“Did your brother tell you what happened? Why I brought you here against your will?” I nod, not wanting to say morethan that. “So you understand? You understand it couldn’t be avoided?”
“What I understand is that you prefer brute force over a simple conversation.”
When he starts laughing at my statement softly behind me, I roll onto my back just to see his face. “Are you actually laughing at me right now? Seriously?!”
“I’m not laughing at you,milaya. I would never dream of laughing at your pain. It’s just that—”
“Just what?”
“Well, you haven’t exactly been open to conversation either. I know that if you were in good shape right now, you’d rather beat me black and blue than talk about your real feelings. About why you’re so angry with me. Why you’re so hurt.”
“You think my feelings are hurt?” I seethe, hating the fact that he can read me so well.
“I know they are. You think I used you,” he states, going right to the crux of it.
“Didn’t you?”
“As much as you used me.”
“And how did I ever use you?”
“To get the answers you wanted. To impress your father, if you found anything useful that you could use against us. I don’t know. But I do know you didn’t come to my club alone just because I intrigued you. At least not at first.”
He’s got me there.
“Fine. Maybe I did. So what? Does that make us even?”
“No,milaya. Just equals.”
My brows pinch together at the genuine look in his dark eyes. How can black eyes hold such warmth? Such caring and sincerity? They should look cold and empty. But they don’t. Kirill’s eyes always hold something. I just wish the emotion he’s showing now didn’t affect me the way it does.
Uncomfortable with the look he’s giving me, I shift the topic to safer ground. “So Frankie is your niece.”
“She is,” he says with a small smile.
“And that blind woman you told me about, who was she in the grand scheme of things?”
“My grandmother,” he confesses, gently wrapping a strand of my hair around his finger.
“I had a sense she was important to you.”
“I thought as much.” He smiles tenderly at me, his eyes silently begging for forgiveness. But I’m not there yet. Not yet. “She was the one who raised us when—”

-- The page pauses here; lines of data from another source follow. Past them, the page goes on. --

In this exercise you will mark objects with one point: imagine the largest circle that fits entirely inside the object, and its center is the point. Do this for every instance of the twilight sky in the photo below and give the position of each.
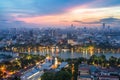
(59, 13)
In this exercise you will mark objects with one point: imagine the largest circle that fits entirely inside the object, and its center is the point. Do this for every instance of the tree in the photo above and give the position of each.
(63, 75)
(113, 61)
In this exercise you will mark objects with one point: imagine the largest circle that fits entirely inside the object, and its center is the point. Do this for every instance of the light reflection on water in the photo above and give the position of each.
(68, 54)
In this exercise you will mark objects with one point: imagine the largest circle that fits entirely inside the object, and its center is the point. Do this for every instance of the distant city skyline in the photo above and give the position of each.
(59, 13)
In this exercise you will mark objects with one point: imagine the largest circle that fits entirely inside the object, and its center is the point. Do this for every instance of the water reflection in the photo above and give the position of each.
(68, 53)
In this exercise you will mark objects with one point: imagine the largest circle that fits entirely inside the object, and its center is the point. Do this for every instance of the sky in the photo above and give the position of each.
(59, 13)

“Your mother died,” I finish, remembering the rest of his story and how she’d passed from a drug overdose. “I’m sorry.”
“Don’t be. I don’t remember much about my mother. Mikhail and Aleksandr are the ones who hold most of the trauma she brought into our lives.”
“Still… it must have been hard to grow up without a mother,” I say quietly.

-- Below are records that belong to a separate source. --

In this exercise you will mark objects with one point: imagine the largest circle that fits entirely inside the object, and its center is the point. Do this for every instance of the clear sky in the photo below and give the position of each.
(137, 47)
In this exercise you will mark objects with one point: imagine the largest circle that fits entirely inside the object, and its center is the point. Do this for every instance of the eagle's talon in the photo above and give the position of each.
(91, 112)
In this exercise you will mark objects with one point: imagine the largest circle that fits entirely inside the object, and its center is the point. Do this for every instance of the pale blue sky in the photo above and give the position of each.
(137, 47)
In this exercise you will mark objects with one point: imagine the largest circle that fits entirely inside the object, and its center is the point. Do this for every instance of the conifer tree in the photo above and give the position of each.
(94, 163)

My mother and I butt heads all the time, but the thought of her not being in my life is too much pain to even imagine.
“I had a mother,” he says, interrupting my thoughts. “Katya was my mother. She was the one who stepped into that role and raised us.”
“Katya,” I say the name like someone summoning a ghost for a visit. “She was your sister. Frankie’s mom, I’m assuming.”
Kirill nods. “You would have liked her,” he whispers, inching closer and brushing my hair away from my face. “And she would have loved you.” He smiles softly. “Katya always had a strong spirit. Fiercely independent, but protective of her family. You remind me a lot of her in that way.”
I don’t add anything to his statement. I can tell it means something to him just to say the words out loud.